The reconciliation ceremony has not been held, but in recent days hundreds of Afghan army and police forces have been inching along the perilous road to Kamdesh to link up with Sadiq. Taliban commanders have been assembling a force to stop them.

Brown said he does not know exactly what to make of the maneuvering, although he detects signs of progress. "The momentum change has been significant," he wrote in an e-mail.

He expects to be home in Colorado in about two weeks. Kamdesh will be a new commander's fight.

The usual problem of being there only so many months, learning enough to start working the situation, and then being yanked out just as things might mature into something better.  Here, they don't for reasons beyond Brown's control.

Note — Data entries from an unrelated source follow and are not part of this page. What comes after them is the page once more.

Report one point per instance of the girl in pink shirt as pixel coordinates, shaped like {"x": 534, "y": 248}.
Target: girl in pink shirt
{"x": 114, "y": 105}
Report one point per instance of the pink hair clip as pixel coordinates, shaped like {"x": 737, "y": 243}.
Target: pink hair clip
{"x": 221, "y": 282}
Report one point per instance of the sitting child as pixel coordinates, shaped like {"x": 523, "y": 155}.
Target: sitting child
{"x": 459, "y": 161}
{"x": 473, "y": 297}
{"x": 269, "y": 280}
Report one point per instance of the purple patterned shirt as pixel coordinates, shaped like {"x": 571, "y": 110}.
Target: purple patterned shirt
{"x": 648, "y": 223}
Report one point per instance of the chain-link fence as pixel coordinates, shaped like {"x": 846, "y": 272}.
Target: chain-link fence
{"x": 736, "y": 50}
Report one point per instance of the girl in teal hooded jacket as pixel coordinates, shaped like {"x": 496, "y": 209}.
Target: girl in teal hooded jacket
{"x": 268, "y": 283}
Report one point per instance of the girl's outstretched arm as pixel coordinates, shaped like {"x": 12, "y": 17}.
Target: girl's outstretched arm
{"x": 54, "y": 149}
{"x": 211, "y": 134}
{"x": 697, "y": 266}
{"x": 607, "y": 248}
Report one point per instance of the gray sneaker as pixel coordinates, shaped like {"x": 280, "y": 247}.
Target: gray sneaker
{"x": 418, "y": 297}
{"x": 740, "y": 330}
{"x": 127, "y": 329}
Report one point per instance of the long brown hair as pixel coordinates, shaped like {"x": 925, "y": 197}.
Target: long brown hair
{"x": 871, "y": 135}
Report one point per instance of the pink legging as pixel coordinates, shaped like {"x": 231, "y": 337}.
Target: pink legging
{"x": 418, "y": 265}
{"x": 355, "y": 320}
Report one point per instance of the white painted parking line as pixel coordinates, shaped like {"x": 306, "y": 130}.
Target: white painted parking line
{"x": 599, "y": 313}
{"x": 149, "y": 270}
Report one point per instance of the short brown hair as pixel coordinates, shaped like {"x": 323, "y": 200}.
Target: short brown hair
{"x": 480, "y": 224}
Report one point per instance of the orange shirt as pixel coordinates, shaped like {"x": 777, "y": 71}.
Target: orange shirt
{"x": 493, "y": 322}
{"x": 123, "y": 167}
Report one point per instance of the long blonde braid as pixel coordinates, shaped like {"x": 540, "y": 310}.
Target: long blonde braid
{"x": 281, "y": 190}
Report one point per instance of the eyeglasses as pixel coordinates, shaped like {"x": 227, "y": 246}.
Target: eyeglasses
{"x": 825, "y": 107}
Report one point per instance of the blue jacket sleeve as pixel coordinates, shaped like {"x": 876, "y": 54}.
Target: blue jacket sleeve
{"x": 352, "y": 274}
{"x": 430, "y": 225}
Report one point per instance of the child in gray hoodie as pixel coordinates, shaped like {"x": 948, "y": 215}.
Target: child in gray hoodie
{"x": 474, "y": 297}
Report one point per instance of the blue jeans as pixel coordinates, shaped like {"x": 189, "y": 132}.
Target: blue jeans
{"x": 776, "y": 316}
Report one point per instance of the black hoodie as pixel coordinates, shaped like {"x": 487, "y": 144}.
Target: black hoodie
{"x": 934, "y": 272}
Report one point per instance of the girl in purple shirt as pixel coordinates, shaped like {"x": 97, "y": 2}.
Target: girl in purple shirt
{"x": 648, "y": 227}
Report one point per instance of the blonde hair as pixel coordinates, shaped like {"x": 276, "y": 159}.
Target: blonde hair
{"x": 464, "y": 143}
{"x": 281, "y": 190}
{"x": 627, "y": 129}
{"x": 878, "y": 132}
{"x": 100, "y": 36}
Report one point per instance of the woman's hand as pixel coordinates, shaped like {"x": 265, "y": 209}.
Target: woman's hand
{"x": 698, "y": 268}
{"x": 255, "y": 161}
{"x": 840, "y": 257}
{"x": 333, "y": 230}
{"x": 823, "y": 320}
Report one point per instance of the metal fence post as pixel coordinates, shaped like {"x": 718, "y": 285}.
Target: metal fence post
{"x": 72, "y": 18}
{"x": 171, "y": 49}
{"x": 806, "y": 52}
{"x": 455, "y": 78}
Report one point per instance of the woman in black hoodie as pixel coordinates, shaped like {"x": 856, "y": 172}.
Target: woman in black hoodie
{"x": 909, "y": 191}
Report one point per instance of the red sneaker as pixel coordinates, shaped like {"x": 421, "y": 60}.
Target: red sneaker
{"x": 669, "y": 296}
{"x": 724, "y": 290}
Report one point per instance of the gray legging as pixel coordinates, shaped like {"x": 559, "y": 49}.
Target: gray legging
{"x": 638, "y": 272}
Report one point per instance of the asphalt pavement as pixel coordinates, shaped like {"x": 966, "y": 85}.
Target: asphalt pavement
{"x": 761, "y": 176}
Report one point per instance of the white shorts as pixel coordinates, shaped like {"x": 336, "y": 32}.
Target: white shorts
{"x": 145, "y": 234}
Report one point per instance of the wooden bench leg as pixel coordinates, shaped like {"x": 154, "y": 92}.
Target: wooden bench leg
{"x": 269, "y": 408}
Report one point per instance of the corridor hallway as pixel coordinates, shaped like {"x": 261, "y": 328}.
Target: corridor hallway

Nice reporting by Jaffe, showing the great difficulty and complexity of the task, but also highlighting, in an anecdotal way, how Afghanistan probably won't work out, COIN-wise, like Iraq.  Just too many competitors fighting for influence in a zero-sum manner.

12:02AM

Private contractors as spies? Welcome to the frontier

The gist from the NYT story:

Top military officials have continued to rely on a secret network of private spies who have produced hundreds of reports from deep inside Afghanistan and Pakistan, according to American officials and businessmen, despite concerns among some in the military about the legality of the operation.

Earlier this year, government officials admitted that the military had sent a group of former Central Intelligence Agency officers and retired Special Operations troops into the region to collect information — some of which was used to track and kill people suspected of being militants. Many portrayed it as a rogue operation that had been hastily shut down once an investigation began.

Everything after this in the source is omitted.